Materials and methods TSG-6 gene expression was determined in microarrays of collagenase-induced osteoarthritis at day 7 and day 14 after induction. The murine TSG-6 gene was cloned in a lentiviral and adenoviral vector. Freshly isolated bone marrow-derived dendritic cells (BMDCs) were transduced with the lentiviral vector and subsequently differentiated into osteoclasts on bone slices with M-CSF and RANKL. After 10 days, bone slices were washed and stained using Coomassie Blue and bone resorption was determined using the Leica Application Suite software.

To study the effects of TSG-6 in experimental knee osteoarthritis, mice received two intra-articular injections of collagenase. Four days prior to and 20 days after arthritis induction, mice were injected intra-articularly with TSG-6 adenovirus. At day 7, inflammation was assessed using fluorescent Prosense probes. At day 42, knee joints were analysed by X-ray and histological assessment.

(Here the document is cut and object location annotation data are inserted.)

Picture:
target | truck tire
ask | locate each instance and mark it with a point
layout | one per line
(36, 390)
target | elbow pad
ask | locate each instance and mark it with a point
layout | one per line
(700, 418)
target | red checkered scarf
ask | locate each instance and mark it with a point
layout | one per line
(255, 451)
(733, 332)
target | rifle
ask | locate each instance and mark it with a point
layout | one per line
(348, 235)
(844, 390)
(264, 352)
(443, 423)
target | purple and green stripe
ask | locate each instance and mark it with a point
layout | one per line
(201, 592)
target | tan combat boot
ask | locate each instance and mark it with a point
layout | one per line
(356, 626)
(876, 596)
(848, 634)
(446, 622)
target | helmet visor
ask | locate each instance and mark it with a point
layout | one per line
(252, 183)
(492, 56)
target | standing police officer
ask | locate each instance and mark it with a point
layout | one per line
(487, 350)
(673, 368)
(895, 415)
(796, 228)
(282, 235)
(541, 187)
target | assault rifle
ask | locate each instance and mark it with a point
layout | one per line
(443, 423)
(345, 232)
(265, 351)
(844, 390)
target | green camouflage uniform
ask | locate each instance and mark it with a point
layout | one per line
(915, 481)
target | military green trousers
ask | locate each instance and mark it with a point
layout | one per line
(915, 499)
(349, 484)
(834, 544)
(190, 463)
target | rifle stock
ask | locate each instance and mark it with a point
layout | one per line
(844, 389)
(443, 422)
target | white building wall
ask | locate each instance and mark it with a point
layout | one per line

Results TSG-6 was upregulated in collagenase-induced OA (2,6x at day 7 (P < 0.05) and 2.5x at day 14 (P = 0.55)). BMDCs transduced with TSG-6 lentivirus showed strong expression of TSG-6. Bone resorption by BMDC-derived osteoclasts was significantly reduced (20.1% surface erosion with control virus to 10.4%, p = 0.01), providing a possible mechanism for the therapeutic effects in rheumatoid arthritis models.

At day 7 of collagenase-induced osteoarthritis, no difference in inflammation was detected using the Prosense probes. At day 42, no improvement on cartilage damage was seen, but X-ray analysis showed strong osteophyte formation at the femur/tibia region in the knee joint. Histological analysis showed that the osteophytes contained both bone and cartilage.

Conclusions Viral expression of TSG-6 can reduce the bone resorption activity by BMDC-derived osteoclasts. The expression of TSG-6 by synovial cells during experimental osteoarthritis results in the formation of osteophytes. These results imply a causative role for TSG-6 in osteophyte formation, supporting the recent finding that TSG-6 activity is associated with radiographic progression of OA (Wisniewski et al. 2014).